/kaggle_porto_seguro

kaggle: who will create an auto insurance claim?

Primary LanguageR

kaggle_porto_seguro

kaggle: who will create an auto insurance claim?

1) 999 level 1 small column sample xgb models

I'd like to take some checkpoints along the way with this strategy When I hit 33 models in or so, this is the checkpoint I want to do:

  • identify best error, logloss, and auc scoring single models
  • load in trainA / trainB preds for those models and determine local score
  • pass test through these models to determine the PLB scores (how well do they match local scores?)
  • bag (mean) these top 3 model test scores together and pass into PBL (how does that compare to individual scores?)
  • bag ALL 33 models so far and pass that to PBL, how does that score?

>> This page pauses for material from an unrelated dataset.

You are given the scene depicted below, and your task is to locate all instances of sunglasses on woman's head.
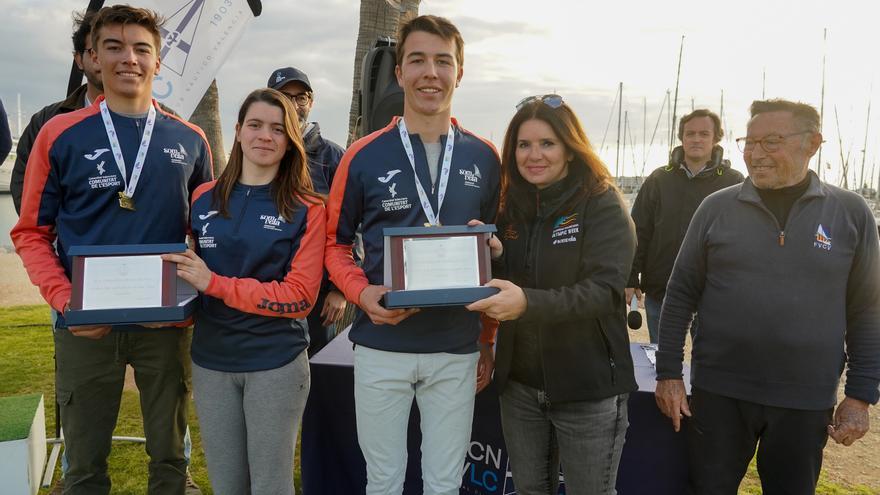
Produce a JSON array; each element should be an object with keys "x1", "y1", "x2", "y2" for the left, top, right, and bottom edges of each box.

Best Single Model Using AUC after 35 iters

  • level01 - 31
  • features: "ps_car_01_cat, ps_ind_12_bin, ps_car_05_cat, ps_reg_03, ps_ind_08_bin, ps_calc_07, ps_calc_02, ps_calc_09, ps_calc_06, ps_calc_08, ps_car_14, ps_ind_11_bin, ps_calc_20_bin, ps_car_15, ps_calc_11, ps_car_09_cat, ps_calc_17_bin, ps_car_11_cat, ps_ind_18_bin, ps_ind_07_bin, ps_reg_01, ps_ind_06_bin, ps_car_02_cat, ps_car_08_cat, ps_calc_14, ps_calc_15_bin, ps_ind_03, ps_car_06_cat, ps_calc_04, ps_ind_17_bin, ps_ind_02_cat, ps_car_12, ps_car_07_cat"
  • cv_score: 0.6284632
  • PLB: 0.257 (pretty terrible)

best single model using logloss after 35 iters

  • level01 - 34
  • cv_score: 0.153
  • PBL: 0.254

best single model using error after 35 iters

  • level01 - 1
  • cv_score: 0.0364428
  • PBL: 0.195